'Narrow scope produces better findings - Telling the model "Find vulnerabilities in this repository" makes it wander. Telling it "Look for command injection in this specific function, with this trust boundary above it, here's the architecture document and here's prior coverage of this area" makes it do something much closer to what a researcher would actually do.'

So what, we take every function and every vulnerability type and just run the agents millions of times?

I would expect Mythos to be able to find vulnerabilities without pointing it out for him, otherwise it's no better from other agents. It's just has a better harness.

> So what, we take every function and every vulnerability type and just run the agents millions of times?

Yes.

We build a skill where a coordinator AI enumerates all possible vulnerability types and all functions, then launches parallel max effort Mythos agents against all vulnerability x function pairs.

I've been doing something like this with Opus already. General code review. Enumerated dimensions like correctness, security, maintainability, etc. Asked the coordinator AI to explore the code and autodiscover subsystem boundaries. Then it runs an absurd amount of dimension x subsystem review agents.

It burns a lot of tokens and takes me like three days to complete a review session, but the results have been excellent so far. The resulting TODO list will keep me occupied for quite a while.

I can only imagine what these corporations with unlimited money are doing. Poor me can't afford API prices so I had to not only limit scope but also design a filesystem-like journaling mechanism for the agents in order to deal with the rate limit interruptions. I'm sure Cloudflare is not gonna have that problem.
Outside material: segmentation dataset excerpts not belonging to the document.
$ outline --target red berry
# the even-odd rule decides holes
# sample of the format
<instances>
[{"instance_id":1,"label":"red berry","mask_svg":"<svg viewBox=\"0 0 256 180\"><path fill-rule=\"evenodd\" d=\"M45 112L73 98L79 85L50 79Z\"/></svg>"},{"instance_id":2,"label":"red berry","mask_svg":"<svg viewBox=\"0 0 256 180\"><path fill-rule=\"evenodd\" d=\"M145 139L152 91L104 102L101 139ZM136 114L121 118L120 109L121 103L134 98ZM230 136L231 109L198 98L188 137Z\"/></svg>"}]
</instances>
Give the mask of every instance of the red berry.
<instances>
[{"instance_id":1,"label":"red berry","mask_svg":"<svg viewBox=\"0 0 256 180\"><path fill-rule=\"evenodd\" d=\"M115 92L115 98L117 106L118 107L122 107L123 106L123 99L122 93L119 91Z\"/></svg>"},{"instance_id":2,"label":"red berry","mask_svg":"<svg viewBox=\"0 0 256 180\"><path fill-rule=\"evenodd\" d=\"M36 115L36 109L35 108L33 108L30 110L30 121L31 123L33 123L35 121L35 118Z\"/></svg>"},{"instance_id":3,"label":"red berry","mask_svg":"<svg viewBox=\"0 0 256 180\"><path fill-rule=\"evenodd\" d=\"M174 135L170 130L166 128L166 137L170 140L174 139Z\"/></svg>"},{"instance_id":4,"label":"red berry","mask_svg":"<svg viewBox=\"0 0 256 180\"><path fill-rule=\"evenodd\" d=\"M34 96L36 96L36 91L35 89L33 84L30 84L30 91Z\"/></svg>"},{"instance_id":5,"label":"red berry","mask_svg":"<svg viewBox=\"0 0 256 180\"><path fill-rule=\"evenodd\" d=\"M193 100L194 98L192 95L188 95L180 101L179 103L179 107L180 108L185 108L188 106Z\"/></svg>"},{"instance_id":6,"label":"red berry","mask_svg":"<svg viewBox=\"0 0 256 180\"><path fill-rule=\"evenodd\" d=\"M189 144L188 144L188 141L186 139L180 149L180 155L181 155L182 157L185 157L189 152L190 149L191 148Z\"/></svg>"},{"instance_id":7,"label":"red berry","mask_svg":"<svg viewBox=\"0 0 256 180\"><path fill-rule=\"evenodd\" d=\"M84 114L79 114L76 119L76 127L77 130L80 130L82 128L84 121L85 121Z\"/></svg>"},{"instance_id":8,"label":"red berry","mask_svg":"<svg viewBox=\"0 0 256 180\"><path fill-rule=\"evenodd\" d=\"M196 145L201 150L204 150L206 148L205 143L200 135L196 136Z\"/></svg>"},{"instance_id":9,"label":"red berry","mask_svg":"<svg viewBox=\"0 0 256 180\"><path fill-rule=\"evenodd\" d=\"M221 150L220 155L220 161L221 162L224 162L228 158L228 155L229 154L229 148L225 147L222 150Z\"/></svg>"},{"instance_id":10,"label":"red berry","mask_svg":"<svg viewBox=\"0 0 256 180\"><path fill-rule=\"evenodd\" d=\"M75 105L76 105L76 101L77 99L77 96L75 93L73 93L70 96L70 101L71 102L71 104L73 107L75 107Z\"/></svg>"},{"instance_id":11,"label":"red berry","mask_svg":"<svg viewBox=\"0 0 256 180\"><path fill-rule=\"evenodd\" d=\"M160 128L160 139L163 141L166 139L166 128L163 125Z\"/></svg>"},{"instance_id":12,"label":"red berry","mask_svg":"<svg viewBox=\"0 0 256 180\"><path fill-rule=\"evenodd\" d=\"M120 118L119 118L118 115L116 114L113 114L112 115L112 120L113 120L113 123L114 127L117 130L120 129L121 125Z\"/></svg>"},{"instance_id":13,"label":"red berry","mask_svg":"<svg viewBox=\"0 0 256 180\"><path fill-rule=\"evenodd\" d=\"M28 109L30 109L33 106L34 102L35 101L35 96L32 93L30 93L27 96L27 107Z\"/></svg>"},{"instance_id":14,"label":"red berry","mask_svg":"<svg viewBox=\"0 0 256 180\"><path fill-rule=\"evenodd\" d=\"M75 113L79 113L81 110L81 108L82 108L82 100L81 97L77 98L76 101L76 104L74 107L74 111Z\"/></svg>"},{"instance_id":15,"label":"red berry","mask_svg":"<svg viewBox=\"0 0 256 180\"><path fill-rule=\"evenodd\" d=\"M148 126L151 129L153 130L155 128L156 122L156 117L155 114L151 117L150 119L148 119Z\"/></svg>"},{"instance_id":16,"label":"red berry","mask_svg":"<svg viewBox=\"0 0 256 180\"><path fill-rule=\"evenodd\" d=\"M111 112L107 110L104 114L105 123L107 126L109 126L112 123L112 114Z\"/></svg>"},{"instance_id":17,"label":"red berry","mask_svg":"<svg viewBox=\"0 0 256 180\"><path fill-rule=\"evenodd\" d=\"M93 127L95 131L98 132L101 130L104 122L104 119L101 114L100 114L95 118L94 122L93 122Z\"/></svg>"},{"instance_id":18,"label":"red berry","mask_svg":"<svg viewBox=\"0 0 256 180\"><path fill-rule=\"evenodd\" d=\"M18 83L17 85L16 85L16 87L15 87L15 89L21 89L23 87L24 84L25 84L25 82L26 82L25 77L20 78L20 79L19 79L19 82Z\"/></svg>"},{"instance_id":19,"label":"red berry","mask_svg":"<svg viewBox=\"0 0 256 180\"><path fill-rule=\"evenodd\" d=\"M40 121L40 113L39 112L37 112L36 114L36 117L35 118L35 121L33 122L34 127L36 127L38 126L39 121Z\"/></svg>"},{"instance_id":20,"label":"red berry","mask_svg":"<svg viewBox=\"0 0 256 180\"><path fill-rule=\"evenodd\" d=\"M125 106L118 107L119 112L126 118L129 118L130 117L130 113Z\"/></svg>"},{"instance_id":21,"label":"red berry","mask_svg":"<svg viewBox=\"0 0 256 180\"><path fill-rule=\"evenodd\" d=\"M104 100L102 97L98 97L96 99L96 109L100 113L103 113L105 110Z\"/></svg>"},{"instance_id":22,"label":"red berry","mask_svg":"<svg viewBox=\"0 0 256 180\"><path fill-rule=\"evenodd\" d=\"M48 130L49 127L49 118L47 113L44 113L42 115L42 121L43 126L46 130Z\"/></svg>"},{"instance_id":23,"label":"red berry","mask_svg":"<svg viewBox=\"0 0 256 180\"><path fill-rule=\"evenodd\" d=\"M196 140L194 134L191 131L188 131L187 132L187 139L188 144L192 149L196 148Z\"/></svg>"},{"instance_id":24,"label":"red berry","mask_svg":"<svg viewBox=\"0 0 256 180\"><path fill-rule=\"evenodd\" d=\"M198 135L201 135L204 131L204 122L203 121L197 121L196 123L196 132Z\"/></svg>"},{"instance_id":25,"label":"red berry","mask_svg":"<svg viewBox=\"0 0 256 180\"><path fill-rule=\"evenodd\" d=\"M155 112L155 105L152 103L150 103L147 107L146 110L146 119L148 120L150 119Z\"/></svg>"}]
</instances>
This matches with what Nicholas Carlini from Anthropic said a the [un]prompted conference - https://www.youtube.com/watch?v=1sd26pWhfmg. Very worth watching.

I think the idea here is you give the Hunters (stage 2) a narrower scope, but have a parent agent responsible for dividing up the full search space (stage 1).

And note that Hunt tasks can be queued from previous Trace tasks, ie you find a vuln in one layer, so you queue a hunt for corresponding vulns in the layers that could exploit your first finding.

I'm still waiting something more specific or groundbreaking too. Feels like a lot of noise with just the goal to get people to talk about it. And now I realize I am talking about it and about nothing at the same time. Just fugazzi.

Yeah this whole post reads like Anthropic said “make sure you say how awesome Mythos is” but really what they’re saying is that it’s just a better harness.

Who is him?

Raised an eyebrow for me too. It’s interesting to see people subconsciously (?) assign a gender (him/her) to LLMs rather than using the appropriate “it.”